I'm really not understanding how to differentiate things when E to the power of something is present.
For example:
Differentiate:
X^2 times e^-x
Apply Product Rule:
sol'n: 2xe^-x + x^2 ??
The e^-x is confusing me.
Find the derivative of the following:
y = e^(ax^3) .........where a is a constant
y' = (3ax^2)e^(ax^3)
y = e^(tsin(2t))
y' = [sin(2t)tcos(2t)]e^(tsin(2t))
y = sqrt(1 + 2e^(3x))
y = (1+2e^(3x))^1/2
y' = [1/2(1+2e^(3x))^-1/2]6e^(3x)
y = e^(e^x)
y' = (e^x)e^(e^x)
y = cos(e^(pi*x))
y' = [-sin(e^(pi*x))]pi*e^(pi*x)
you need both the product and chain rule to find the derivative of tsin(2t)
you have 2 functions in a product, one is t and one is sin(2t) so you need the product rule. but sin(2t) is a composite function, so you need the chain rule for that
Product rule:
d/dx f(x)*g(x) = f ' (x)*g(x) + g'(x)*f(x)
Chain rule:
d/dx f(g(x)) = f ' (g(x))*g'(x)
here goes:
d/dx tsin(2t) = sin(2t) [i took the derivative of t here and multiplied by sin(2t)] + t(2cos(2t)) [i left the t and took the derivative of sin(2t) using the chain rule]

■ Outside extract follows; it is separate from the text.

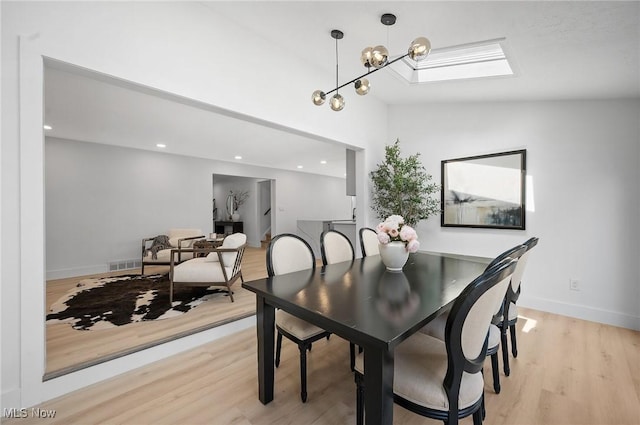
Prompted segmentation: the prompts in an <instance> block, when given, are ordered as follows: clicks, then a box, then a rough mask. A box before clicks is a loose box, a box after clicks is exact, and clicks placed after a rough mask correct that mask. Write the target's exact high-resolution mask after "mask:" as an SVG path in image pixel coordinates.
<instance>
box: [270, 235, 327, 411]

so d/dx tsin(2t) = sin(2t) + 2tcos(2t)
now you can complete the problem
y' = [sin(2t)tcos(2t)*2]e^(tsin(2t))
Yeah. I forgot to add the + sign between the sin(2t) and tcos(2t) and didn't bring the *2 out infront of the tcos(2t) in my chain rule.
Thanks for sorting that out though.
It should be:
y' = [sin(2t) + 2tcos(2t)]e^(tsin(2t))